Affordable housing development may be coming to East End Road

Oct 24, 2018

Swell is proposing a 24-unit complex off East End Road.
Credit Kachemak City

An affordable housing development may be coming to Kachemak City. Housing developer Swell wants to build a 24-unit apartment complex near Crested Crane Street off East End Road. The two developers that make up Swell are planning to construct mostly one and two-bedroom units and some three-bedrooms.

Swell says rent would be tied to income, and rent for a one-bedroom could be as low as $375 per month. Swell presented its proposal to the Kachemak City Council earlier this month.

Glenn Gellert is one of Swell’s developers:

“We're catering to people that are primarily making 60 percent or less than medium income,” he said. “We're catering to people, what we would call workforce housing, it's teachers, it's people working at Safeway, people working at Land’s End, people working at the new motel.”  

Swell has built over 30 similar affordable housing projects, totaling over 1,000 units. Gellert says the company recently finished a 20-unit project in Kodiak and he says over 100 people are currently on the waitlist for that complex.

“Our sense is, and we had some market study work done here, that we're going to get a similar response here because there hasn't been very much affordable housing built in the recent past,” he said. “Most of it is 20, 25-years-old, which is the same situation in Kodiak and so a lot of people are living in substandard housing.”

But financing for the project isn’t in line quite yet.

“We use a financing program through Alaska Housing Finance called the Low Income Housing Tax Credit program and it's a very competitive program,” he said. “This year there are 13 applicants statewide and only three or four are going to get funded.”

Gellert thinks the project will have a good shot because the program gives preference to rural communities.

Kachemak City Council members brought up a variety of concerns ranging from how the housing complex would access water to whether it would disrupt the city’s rural feel. Mayor Bill Overway estimated that the project would likely increase the city’s population by 10 percent.
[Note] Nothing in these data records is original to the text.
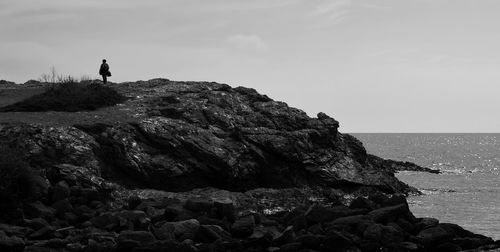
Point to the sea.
(467, 192)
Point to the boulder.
(129, 239)
(182, 229)
(60, 191)
(243, 226)
(38, 209)
(11, 243)
(386, 235)
(384, 214)
(433, 235)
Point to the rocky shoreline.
(202, 166)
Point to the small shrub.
(69, 95)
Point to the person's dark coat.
(104, 70)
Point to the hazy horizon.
(376, 66)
“We do have limitations out here as you probably know, because on this side of the road, the only police we have are state troopers…,” he said. “So number one, there's no police, there's no public transportation here in Homer.”

Swell asked for a letter of support from the council, but the body’s members said they would like to email residents for input before committing to a letter of support.

If Swell receives funding for the project, the company says it would like to break ground next spring.